Toxicology: Preclinical Safety Data: Repeat-dose toxicity: The main toxicities observed were inflammation across multiple tissues (skin and cervix of rats and lung, trachea, skin, lymph nodes and/or the oral cavity including mandibular bone of dogs; associated with increases in white blood cells, fibrinogen, and/or globulin and decreases in albumin), and changes in the pancreas (with increases in amylase and lipase), hepatobiliary system (with increases in liver enzymes), male reproductive system, cardiovascular system, kidneys and gastrointestinal tract, peripheral nerves and the CNS (potential for cognitive functional impairment) at dose equivalent to human clinical exposure at the recommended posology.
Changes in blood pressure and heart rate, and QRS complex and PR interval were also observed in animals after acute dosing (approximately 2.6 times the human clinical exposure at 100 mg after a single dose based on C
max). All target organ findings with the exception of hepatic bile duct hyperplasia were partially to fully reversible.
Genotoxicity: Lorlatinib is not mutagenic but is aneugenic
in vitro and
in vivo with a no observed effect level for aneugenicity approximately 16.5 times human clinical exposure at 100 mg based on AUC.
Carcinogenicity: Carcinogenicity studies have not been conducted with lorlatinib.
Reproductive toxicity: Seminiferous tubular degeneration and/or atrophy in the testes, and epididymal changes (inflammation and/or vacuolation) were observed in the rat and dog. In the prostate, minimal to mild glandular atrophy was observed in dogs at dose equivalent to human clinical exposure at the recommended posology). The effects on male reproductive organs were partially to fully reversible.

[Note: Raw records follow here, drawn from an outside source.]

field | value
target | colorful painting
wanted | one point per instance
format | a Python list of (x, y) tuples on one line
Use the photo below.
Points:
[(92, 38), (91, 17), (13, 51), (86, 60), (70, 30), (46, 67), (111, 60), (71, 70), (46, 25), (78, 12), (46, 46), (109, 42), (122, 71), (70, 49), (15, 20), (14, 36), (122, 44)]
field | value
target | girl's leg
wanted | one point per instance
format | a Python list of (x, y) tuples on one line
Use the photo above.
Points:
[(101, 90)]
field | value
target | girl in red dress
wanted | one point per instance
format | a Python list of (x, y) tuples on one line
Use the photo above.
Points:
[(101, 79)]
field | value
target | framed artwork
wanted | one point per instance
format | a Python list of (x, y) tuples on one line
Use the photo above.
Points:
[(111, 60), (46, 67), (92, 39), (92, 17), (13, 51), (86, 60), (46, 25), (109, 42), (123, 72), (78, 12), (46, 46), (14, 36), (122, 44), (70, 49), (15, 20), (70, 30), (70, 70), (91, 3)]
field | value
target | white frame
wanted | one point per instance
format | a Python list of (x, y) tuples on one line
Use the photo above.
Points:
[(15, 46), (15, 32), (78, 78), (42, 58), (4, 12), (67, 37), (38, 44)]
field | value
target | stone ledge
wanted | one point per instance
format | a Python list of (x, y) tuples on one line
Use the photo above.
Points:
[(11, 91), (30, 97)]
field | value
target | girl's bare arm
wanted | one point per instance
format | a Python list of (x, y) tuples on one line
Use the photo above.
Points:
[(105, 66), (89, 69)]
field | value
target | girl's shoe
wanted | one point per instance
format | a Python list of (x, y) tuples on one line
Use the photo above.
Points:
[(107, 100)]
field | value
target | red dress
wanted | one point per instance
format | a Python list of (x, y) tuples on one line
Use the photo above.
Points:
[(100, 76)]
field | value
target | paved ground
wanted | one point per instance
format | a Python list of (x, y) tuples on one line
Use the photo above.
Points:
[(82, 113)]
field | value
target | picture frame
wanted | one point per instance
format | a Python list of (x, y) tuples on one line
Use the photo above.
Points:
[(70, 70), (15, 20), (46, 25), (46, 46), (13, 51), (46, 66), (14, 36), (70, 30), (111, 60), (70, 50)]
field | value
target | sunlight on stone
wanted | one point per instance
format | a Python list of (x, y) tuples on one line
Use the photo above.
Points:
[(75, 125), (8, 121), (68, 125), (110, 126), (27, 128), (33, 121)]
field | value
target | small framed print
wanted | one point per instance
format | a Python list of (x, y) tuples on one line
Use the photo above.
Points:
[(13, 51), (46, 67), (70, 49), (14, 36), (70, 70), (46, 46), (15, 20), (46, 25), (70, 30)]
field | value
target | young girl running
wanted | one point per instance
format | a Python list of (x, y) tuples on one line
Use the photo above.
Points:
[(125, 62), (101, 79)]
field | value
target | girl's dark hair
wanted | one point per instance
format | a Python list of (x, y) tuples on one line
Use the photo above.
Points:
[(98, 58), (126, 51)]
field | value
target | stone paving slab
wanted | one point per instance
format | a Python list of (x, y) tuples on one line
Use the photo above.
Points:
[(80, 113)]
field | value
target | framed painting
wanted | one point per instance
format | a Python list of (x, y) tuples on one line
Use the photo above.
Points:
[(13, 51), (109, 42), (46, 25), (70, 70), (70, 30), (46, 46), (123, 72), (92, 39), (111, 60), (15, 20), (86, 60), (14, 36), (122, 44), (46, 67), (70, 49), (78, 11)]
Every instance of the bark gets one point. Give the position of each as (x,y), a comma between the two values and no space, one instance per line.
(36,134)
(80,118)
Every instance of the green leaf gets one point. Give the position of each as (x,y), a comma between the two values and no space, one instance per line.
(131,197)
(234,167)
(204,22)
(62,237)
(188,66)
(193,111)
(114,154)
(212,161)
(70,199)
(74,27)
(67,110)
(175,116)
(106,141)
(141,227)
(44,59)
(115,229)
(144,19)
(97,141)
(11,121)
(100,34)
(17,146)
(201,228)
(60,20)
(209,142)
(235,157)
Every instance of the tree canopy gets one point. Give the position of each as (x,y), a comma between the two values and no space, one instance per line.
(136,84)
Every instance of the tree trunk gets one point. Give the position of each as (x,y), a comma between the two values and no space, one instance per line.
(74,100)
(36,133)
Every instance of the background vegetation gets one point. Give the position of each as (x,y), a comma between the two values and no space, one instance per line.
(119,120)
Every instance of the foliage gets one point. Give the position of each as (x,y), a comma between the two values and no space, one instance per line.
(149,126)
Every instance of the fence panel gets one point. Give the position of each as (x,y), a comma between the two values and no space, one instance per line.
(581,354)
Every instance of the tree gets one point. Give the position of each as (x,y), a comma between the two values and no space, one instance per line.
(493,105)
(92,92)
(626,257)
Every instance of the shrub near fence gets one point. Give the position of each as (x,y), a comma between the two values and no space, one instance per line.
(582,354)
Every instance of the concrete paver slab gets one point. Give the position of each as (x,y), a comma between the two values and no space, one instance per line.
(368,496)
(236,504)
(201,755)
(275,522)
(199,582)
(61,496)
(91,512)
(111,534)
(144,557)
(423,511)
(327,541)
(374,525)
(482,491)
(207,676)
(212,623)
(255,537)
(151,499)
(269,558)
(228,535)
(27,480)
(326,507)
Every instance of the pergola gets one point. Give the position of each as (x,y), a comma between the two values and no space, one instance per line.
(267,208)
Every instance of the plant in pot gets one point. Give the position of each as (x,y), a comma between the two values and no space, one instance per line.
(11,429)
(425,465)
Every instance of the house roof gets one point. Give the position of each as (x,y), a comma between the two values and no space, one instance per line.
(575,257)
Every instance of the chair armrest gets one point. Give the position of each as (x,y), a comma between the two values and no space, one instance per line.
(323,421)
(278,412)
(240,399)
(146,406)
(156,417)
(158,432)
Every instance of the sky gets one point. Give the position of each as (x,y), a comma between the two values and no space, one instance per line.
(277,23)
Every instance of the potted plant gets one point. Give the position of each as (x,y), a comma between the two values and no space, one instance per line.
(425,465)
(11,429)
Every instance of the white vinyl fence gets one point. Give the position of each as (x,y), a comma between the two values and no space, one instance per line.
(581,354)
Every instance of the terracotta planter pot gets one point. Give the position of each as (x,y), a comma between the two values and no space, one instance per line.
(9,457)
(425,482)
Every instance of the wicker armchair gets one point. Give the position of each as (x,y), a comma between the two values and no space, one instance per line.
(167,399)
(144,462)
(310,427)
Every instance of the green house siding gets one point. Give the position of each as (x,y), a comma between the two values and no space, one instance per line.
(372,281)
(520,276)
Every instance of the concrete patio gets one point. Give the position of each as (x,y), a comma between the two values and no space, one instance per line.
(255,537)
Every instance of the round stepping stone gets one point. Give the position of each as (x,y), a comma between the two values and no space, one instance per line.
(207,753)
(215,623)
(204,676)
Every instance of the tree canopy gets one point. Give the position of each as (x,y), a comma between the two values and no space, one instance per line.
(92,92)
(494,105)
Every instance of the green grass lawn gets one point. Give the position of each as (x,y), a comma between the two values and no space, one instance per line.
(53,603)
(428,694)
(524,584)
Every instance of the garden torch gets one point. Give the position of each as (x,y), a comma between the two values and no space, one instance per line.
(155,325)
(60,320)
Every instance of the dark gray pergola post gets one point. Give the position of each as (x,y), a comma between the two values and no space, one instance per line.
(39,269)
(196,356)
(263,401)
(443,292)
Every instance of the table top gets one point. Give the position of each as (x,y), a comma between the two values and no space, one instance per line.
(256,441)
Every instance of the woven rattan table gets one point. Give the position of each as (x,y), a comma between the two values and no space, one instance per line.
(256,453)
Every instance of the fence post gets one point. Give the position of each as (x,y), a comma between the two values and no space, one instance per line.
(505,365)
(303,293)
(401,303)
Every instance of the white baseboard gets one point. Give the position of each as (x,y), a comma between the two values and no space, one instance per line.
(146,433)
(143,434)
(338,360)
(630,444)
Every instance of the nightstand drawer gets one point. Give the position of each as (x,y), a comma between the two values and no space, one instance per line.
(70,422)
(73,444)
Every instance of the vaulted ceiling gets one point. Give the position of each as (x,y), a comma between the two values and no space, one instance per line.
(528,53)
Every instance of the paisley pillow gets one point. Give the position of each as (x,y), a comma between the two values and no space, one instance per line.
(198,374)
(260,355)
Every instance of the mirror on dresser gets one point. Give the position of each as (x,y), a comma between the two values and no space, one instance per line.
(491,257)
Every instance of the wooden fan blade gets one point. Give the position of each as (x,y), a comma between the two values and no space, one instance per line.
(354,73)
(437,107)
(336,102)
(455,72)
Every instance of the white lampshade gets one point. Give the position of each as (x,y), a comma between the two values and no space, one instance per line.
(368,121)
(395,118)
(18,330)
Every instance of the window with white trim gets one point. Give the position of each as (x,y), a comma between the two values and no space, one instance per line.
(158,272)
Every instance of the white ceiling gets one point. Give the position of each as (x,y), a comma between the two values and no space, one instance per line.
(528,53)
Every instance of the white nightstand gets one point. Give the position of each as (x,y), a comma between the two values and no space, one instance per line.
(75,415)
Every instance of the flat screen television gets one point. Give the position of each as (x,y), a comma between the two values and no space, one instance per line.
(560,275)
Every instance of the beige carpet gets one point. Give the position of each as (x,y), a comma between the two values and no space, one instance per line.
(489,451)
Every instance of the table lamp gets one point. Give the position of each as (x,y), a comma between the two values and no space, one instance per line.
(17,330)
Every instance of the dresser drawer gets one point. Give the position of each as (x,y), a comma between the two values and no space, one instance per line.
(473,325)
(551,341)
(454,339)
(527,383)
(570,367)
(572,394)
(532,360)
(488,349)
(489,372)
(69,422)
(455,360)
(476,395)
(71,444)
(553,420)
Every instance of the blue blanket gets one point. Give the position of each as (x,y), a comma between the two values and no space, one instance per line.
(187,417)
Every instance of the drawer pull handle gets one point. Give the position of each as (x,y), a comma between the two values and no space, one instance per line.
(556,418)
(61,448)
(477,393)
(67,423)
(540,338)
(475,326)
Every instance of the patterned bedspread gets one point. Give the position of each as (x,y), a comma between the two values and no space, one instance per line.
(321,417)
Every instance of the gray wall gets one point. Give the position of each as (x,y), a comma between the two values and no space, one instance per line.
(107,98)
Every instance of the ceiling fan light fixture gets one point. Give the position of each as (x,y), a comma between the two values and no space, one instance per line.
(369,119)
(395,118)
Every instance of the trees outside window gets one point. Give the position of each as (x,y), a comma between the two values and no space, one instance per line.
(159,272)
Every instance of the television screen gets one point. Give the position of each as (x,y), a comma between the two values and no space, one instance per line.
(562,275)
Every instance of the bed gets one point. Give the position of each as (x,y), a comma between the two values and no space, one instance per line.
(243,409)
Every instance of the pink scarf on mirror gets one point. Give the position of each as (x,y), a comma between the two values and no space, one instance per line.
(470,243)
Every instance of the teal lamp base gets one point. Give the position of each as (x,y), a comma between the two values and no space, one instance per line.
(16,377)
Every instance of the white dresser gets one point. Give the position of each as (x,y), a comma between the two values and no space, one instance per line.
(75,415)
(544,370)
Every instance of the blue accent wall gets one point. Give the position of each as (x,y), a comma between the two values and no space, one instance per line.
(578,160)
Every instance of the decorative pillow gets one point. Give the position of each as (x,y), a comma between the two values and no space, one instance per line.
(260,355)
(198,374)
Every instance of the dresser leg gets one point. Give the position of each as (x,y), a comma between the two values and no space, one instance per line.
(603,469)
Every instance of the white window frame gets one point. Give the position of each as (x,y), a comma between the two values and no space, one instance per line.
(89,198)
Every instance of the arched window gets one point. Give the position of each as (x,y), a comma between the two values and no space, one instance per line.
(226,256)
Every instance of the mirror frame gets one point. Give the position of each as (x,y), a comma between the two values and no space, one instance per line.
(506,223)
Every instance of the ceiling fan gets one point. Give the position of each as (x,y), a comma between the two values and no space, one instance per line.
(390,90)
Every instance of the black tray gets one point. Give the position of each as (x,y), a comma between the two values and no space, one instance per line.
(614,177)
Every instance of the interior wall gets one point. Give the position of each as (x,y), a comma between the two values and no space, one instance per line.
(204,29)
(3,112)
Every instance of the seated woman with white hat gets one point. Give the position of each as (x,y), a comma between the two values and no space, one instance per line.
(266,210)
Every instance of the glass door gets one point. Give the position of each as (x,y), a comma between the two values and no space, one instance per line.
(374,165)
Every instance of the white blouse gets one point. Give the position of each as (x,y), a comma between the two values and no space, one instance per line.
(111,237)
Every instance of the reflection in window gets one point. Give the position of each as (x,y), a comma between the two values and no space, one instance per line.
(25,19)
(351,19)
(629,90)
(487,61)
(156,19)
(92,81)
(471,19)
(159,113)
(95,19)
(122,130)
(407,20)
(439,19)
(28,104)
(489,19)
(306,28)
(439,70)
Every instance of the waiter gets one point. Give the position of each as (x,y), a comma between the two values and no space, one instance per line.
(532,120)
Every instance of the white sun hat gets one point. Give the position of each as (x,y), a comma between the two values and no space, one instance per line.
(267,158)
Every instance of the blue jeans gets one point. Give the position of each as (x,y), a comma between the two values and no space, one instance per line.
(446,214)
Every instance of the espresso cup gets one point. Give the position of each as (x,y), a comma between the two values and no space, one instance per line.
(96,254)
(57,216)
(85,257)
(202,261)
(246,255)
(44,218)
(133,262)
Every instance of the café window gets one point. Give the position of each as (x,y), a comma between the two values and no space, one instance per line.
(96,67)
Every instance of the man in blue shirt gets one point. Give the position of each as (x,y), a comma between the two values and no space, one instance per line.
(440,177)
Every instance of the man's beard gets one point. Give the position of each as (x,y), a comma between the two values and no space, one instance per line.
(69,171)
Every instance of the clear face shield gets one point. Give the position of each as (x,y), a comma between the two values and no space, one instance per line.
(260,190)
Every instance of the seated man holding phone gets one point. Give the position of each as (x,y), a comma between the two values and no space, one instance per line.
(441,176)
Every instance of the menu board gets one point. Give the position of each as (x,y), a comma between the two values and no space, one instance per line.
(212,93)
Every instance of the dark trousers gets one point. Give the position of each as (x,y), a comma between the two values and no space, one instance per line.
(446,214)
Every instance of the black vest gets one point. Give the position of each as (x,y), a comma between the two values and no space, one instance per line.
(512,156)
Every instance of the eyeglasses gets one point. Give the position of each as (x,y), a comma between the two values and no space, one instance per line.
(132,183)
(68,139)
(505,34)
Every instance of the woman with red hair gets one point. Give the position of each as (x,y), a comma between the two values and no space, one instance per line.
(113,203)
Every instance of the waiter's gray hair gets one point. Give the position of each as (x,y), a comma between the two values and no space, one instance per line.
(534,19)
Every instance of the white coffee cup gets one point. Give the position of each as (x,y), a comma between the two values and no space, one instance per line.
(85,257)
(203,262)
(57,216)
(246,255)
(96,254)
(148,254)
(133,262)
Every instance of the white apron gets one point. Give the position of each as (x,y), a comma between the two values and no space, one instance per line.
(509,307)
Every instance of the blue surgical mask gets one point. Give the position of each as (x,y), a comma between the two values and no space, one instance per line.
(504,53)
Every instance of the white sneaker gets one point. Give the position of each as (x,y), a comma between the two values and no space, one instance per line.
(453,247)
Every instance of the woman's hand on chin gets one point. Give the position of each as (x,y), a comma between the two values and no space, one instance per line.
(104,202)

In embryo-foetal toxicity studies, conducted in rats and rabbits, respectively, increased embryolethality, and lower foetal body weights and malformations were observed. Foetal morphologic abnormalities included rotated limbs, supernumerary digits, gastroschisis, malformed kidneys, domed head, high arched palate, and dilation of ventricles of the brain. The exposure at the lowest doses with embryo-foetal effects in animals was equivalent to the human clinical exposure at 100 mg, based on AUC.